Phillip Cantor explains why the Chicago Teachers Union rejected Rahm Emanuel’s contract offer.
The offer had some good things in it, but what killed it was a “poison pill” provision:
“The CPS offer basically froze compensation for most teachers for four years. I was OK with that… even though CPS has taken about $2 Billion from teachers in the past five years. I like the idea of getting rid of the pension pick-up, but don’t want teachers to suffer 7% pay cuts to achieve it. Some teachers would have come out with a tiny increase over 4 years, other teachers – longer serving teachers- would have had to take a significant pay cut.

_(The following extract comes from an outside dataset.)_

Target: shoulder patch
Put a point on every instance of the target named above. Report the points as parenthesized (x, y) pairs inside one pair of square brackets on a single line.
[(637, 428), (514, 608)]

“CPS’s offer also included a requirement – added at the last minute – that over 2000 CTU members take early retirement with the provision that if that number didn’t leave the profession the contract would be re-opened. In other words… the whole thing would be scrapped. To me this seems like a poison pill. How could CTU agree to a contract that forced a 10% reduction in teachers and school staff? How could CTU agree to a contract which had a self-destruct clause in it?”
So, layoffs now or layoffs later.
The CTU bargaining team unanimously rejected the deal. And now the CEO is threatening to impose deep cuts and layoffs without a contract.
CTU will hold a mass rally on Thursday afternoon to protest.
Also, there was a kind of hilarious bit, in which CPS agreed to no net change in number of charter schools (so, to open a new charter would require closing an existing charter– which is something CPS has done recently).
The problem with that provision is that the Illinois State Board of Education has overrulled CPS more than once, requiring the district to open new charters even when the CPS Board denies them.
But, really, what seems to have swayed the votes of the big bargaining unit was the notion that the contract would only be valid if we hit ~200% of the average annual retirement rate, as you note.
Frankly, this move by CTU’s executive board is puzzling. As a mid-career CPS teacher, my initial disappointment at the rejection of this offer has turned to downright dismay after learning of the specific reasons for the thumbs down:
*The early retirement clause. This offering for teachers doubled from the initial CPS offer. While nothing compared to corporate golden parachute packages, a step in the right direction.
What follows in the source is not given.